How to Set Up Centralized Logging in Linux — A Practical, Step-by-Step Guide

By VPS.DO
December 9, 2025

Centralized logging is a foundational capability for modern server operations and DevOps workflows. Collecting logs from multiple Linux servers into a single, searchable store simplifies troubleshooting, security investigations, compliance reporting, and capacity planning. This article presents a practical, step-by-step approach to design and deploy a robust centralized logging system on Linux, with detailed technical guidance on components, protocols, parsing, storage, security, and operational management.

Why centralize logs: principles and objectives

At its core, centralized logging answers three questions: where logs are stored, how they are transported, and how they are processed and retained. A good design ensures:

Reliable transport — logs must reach the collector without loss (or with acceptable loss guarantees).
Structured processing — parsing and enrichment to make logs searchable and meaningful.
Scalable storage — indexing and retention policies to balance performance, cost, and compliance.
Security and integrity — encryption in transit, authentication, and tamper-evidence.
Operational visibility — health monitoring, alerting, and backup.

Common architectures and components

There are several established architectures. Below are the principal building blocks and common open-source solutions:

Log shippers / agents

Filebeat / Metricbeat (Elastic Beats): lightweight, efficient, forwards files or metrics.
Fluentd / Fluent Bit: flexible, with many plugins; Fluent Bit is lightweight for edge nodes.
rsyslog / syslog-ng: classic syslog daemons, support TCP/TLS and structured templates.
systemd-journald forwarders: forward journal logs to syslog or via journalctl to a shipper.

Ingest / pipeline

Logstash: powerful filters (grok, mutate, date, geoip), but heavier resource usage.
Fluentd: alternative to Logstash with many plugins.
Beats processors: lightweight ingest pipelines when using Elasticsearch.

Storage and search

Elasticsearch: full-text search and analytics; commonly paired with Kibana.
Graylog: integrates Elasticsearch and MongoDB, provides a UI and alerting.
OpenSearch: fork of Elasticsearch offering similar capabilities.

Visualization and alerting

Kibana or OpenSearch Dashboards for dashboards and discovery.
Alerting via ElastAlert, Watcher (commercial), or built-in OpenSearch alerts.

Step-by-step setup: a practical deployment using rsyslog + Filebeat + ELK

The following steps describe a common, balanced configuration: system-level syslogs and application logs collected at the host, shipped securely to a central ELK stack for parsing, indexing and visualization.

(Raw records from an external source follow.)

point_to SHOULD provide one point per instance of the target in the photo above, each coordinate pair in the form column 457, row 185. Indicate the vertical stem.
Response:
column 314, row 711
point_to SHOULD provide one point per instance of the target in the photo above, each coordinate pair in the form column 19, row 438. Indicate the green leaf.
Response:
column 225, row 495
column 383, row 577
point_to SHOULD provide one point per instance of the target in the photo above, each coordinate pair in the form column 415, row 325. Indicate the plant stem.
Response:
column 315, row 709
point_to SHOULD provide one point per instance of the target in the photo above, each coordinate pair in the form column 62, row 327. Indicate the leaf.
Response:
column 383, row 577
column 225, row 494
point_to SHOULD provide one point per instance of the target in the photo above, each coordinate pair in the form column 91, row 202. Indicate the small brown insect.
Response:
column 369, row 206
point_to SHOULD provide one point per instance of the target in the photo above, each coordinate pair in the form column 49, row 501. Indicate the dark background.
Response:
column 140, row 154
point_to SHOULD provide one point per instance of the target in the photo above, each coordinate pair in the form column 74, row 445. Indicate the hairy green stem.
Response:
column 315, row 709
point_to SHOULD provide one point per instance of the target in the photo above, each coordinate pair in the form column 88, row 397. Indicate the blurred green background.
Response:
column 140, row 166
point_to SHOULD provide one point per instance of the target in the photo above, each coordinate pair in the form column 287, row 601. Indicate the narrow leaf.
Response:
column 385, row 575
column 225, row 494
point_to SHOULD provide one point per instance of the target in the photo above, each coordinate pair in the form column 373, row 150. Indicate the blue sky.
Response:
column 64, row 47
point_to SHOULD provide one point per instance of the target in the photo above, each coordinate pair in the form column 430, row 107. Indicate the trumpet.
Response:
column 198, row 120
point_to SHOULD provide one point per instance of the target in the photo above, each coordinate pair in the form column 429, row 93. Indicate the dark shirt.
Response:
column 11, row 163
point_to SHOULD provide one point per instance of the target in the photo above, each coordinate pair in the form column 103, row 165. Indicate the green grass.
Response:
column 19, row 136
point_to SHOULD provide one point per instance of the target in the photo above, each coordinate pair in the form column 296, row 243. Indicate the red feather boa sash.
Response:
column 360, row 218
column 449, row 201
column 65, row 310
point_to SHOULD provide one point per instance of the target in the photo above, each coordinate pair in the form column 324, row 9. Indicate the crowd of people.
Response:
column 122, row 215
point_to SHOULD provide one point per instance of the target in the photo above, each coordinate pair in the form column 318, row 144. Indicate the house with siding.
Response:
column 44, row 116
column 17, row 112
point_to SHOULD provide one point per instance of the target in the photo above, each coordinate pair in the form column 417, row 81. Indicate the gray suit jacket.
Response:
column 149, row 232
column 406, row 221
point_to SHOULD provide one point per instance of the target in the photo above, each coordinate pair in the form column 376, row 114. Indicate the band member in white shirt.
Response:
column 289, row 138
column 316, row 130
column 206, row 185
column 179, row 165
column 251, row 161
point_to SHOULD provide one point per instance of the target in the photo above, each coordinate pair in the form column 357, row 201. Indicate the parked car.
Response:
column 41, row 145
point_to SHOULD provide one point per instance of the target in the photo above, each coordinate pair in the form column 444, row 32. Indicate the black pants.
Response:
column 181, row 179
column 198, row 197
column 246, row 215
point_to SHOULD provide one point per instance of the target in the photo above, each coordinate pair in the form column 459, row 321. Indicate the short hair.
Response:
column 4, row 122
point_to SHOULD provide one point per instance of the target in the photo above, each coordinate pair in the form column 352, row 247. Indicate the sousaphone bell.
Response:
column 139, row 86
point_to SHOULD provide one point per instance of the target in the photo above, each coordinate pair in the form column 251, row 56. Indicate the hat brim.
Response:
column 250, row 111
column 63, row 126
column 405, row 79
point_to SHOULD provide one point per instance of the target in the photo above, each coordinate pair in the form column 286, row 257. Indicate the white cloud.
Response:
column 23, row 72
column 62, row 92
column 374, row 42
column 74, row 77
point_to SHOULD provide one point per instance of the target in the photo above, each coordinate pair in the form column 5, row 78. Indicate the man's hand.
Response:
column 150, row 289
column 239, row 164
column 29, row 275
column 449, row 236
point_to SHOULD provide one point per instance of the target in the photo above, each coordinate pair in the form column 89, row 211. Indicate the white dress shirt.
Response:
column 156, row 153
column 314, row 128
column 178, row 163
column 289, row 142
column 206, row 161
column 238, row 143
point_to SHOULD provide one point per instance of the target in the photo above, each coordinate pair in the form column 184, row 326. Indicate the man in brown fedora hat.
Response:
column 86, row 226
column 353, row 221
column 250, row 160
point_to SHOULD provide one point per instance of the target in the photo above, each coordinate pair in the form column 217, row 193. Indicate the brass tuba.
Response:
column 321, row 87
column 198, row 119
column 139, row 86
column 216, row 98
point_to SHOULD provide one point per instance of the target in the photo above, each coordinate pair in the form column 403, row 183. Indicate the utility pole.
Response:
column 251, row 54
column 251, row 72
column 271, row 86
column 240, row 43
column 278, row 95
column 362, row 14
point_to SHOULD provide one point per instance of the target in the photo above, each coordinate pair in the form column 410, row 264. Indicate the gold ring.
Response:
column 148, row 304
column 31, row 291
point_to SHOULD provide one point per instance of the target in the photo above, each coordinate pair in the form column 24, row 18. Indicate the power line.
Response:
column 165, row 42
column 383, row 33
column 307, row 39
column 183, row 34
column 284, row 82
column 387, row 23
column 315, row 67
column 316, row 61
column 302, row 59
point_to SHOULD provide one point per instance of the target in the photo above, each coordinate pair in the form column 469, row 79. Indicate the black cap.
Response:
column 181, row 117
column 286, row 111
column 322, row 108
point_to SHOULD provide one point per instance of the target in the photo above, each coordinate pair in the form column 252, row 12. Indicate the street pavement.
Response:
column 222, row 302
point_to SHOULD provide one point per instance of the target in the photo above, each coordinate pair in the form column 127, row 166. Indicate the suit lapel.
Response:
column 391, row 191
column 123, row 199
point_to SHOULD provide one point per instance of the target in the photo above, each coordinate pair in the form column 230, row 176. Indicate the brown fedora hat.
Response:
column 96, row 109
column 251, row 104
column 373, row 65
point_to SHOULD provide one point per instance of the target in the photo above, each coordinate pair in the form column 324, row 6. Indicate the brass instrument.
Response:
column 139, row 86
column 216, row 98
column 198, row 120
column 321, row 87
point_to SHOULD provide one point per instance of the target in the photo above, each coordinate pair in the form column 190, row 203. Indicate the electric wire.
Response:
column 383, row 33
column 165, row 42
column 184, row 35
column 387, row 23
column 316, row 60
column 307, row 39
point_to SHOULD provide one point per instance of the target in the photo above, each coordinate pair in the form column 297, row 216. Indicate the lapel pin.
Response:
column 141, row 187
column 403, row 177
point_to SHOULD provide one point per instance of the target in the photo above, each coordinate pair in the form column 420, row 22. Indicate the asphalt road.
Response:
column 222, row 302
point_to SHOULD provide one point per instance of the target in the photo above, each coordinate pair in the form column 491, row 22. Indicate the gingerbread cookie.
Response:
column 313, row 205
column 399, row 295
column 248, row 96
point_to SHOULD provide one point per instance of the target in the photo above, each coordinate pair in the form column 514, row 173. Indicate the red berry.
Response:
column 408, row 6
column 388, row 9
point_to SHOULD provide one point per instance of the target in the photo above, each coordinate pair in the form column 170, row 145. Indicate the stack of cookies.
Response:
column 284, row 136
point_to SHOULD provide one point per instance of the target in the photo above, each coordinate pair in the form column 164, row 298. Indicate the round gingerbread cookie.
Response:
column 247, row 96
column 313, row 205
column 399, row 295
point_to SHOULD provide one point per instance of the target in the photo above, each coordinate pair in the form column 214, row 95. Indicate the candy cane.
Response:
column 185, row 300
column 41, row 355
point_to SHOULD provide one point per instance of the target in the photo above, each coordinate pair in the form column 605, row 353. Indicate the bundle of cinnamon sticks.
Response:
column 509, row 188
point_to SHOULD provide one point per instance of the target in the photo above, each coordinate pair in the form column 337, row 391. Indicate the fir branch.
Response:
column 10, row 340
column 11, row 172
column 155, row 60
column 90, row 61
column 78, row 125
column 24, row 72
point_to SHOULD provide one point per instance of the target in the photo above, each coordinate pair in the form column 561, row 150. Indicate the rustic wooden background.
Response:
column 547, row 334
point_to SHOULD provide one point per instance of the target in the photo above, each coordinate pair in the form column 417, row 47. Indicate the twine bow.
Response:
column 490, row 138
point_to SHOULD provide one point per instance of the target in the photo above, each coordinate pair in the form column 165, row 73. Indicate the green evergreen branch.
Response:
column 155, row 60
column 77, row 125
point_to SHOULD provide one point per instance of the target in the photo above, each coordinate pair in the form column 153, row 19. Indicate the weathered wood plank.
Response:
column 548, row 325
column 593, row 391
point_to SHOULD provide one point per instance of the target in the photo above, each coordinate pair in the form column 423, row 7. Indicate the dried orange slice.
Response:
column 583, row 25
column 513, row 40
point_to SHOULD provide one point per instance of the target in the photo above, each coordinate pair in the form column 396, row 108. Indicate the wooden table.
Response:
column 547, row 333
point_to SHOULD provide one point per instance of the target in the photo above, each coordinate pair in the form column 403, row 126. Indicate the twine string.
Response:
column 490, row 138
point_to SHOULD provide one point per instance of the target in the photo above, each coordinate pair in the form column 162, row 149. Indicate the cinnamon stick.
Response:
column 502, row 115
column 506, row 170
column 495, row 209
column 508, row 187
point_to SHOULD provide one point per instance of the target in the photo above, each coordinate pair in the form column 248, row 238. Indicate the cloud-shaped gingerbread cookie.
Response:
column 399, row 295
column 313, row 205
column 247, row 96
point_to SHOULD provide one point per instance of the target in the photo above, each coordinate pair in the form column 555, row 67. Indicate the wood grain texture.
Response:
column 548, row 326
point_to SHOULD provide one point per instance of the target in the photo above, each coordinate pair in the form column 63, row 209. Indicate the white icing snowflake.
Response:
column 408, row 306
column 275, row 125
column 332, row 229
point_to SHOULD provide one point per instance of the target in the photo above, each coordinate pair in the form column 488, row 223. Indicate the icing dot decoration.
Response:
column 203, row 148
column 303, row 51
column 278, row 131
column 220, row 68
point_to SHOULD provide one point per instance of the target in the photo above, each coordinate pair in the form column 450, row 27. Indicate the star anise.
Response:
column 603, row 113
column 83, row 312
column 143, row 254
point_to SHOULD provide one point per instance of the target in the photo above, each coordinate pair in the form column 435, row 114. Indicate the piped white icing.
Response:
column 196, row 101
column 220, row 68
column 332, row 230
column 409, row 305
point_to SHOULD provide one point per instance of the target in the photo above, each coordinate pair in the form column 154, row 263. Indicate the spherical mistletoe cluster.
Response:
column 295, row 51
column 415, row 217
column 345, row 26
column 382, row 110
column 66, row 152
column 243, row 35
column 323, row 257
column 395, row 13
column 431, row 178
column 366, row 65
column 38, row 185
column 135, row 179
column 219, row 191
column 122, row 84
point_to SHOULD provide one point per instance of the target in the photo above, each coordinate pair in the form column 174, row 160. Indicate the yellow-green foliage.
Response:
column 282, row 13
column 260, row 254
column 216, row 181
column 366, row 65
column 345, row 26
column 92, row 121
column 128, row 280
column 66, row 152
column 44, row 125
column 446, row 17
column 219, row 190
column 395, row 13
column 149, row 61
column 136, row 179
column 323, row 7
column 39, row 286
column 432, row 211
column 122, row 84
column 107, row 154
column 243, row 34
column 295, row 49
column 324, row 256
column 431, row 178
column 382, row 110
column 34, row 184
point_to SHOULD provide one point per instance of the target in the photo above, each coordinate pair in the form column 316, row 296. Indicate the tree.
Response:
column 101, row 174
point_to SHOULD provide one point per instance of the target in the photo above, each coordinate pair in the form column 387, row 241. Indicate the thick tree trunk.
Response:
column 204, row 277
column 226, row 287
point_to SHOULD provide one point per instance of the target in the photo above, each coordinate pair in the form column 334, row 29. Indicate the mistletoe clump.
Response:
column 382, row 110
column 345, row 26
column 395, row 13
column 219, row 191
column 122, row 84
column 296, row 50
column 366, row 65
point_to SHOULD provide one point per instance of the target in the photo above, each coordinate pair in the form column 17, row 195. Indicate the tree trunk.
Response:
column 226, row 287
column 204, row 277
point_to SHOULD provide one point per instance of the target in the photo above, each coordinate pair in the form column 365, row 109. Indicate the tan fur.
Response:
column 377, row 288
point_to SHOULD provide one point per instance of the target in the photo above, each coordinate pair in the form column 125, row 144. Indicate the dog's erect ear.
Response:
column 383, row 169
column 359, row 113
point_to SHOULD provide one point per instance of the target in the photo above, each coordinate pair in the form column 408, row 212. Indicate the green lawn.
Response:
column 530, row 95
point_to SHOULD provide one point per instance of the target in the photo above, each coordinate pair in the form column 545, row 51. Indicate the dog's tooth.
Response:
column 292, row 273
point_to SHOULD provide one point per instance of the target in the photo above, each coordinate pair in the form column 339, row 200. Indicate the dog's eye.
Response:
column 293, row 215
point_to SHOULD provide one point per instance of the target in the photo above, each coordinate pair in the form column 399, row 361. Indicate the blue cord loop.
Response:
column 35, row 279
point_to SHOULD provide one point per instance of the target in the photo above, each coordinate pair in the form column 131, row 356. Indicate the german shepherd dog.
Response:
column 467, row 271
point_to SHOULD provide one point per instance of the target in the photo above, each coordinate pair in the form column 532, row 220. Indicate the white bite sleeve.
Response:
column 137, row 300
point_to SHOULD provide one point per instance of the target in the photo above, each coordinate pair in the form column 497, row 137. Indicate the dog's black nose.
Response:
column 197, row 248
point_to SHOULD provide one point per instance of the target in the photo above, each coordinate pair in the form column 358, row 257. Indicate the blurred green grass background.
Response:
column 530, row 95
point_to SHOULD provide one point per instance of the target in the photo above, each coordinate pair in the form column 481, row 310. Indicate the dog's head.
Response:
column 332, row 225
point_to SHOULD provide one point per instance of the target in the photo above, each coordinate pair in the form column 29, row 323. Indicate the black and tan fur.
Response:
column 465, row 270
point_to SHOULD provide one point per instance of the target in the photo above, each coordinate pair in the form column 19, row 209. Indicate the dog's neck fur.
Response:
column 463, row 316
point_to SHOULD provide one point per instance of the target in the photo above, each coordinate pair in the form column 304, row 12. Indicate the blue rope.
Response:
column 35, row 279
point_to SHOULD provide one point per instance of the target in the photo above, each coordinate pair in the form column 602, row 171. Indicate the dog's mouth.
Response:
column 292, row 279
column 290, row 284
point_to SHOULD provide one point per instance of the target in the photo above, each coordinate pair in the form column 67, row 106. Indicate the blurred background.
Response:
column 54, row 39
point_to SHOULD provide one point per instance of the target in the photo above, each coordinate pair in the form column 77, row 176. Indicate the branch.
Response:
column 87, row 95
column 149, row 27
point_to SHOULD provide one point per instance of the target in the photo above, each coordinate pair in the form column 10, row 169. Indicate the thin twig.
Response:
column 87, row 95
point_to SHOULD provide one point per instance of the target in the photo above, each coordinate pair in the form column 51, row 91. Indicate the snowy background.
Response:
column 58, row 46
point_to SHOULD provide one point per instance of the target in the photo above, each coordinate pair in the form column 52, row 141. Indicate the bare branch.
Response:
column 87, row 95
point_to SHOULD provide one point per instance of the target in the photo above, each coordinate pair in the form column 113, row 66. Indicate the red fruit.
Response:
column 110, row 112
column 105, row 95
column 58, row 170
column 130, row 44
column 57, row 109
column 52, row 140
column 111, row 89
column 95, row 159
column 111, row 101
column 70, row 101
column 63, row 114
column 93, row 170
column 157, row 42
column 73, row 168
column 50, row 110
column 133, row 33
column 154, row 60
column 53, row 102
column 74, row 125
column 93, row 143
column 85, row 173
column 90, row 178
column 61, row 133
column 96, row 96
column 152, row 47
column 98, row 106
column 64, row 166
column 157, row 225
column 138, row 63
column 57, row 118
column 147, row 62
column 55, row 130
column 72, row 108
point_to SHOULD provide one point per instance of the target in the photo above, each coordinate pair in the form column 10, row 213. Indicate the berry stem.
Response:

1. Plan sizing and retention

Estimate log volume (GB/day) across hosts. Key factors:

Number of servers and apps, log verbosity (INFO/DEBUG).
Retention policy (days/months) based on compliance.
Indexing overhead (Elasticsearch needs ~1.2–2x raw data depending on mappings and replicas).

Example: 50 servers × 500 MB/day ≈ 25 GB/day. For 30-day retention and 1.5x indexing factor, plan ~1.125 TB storage plus headroom. Size JVM, CPU, and disk IOPS accordingly.

2. Central server: install and secure Elasticsearch + Logstash + Kibana

On your central collector (ideally dedicated VPS instances with sufficient RAM and fast disks):

Install Elasticsearch/OpenSearch, Logstash (or Fluentd), and Kibana.
Configure cluster settings: heap size (50% of RAM, max 30–32GB), discovery, and replicas.
Enable TLS between nodes and enable authentication (native users or LDAP).
Set up persistent volumes and snapshots to remote storage (S3-compatible) for backups and DR.

Basic Logstash pipeline example (pipeline.conf):

input { tcp { port => 5000 codec => json_lines ssl_enable => true ssl_certificate => “/etc/ssl/certs/elk.crt” ssl_key => “/etc/ssl/private/elk.key” } }
filter { grok { match => { “message” => “%{COMBINEDAPACHELOG}” } } date { match => [ “timestamp” , “dd/MMM/YYYY:HH:mm:ss Z” ] } }
output { elasticsearch { hosts => [“http://127.0.0.1:9200”] index => “logs-%{+YYYY.MM.dd}” } }

3. Generate and deploy certificates

Use a CA (internal or public) to create server and client certificates. Use TLS for both shipper-to-ingest and node-to-node communication.

Generate CA key and cert.
Create server certificates (Logstash/Elasticsearch) signed by the CA.
Create client certificates for agents that require mutual TLS (optional but recommended).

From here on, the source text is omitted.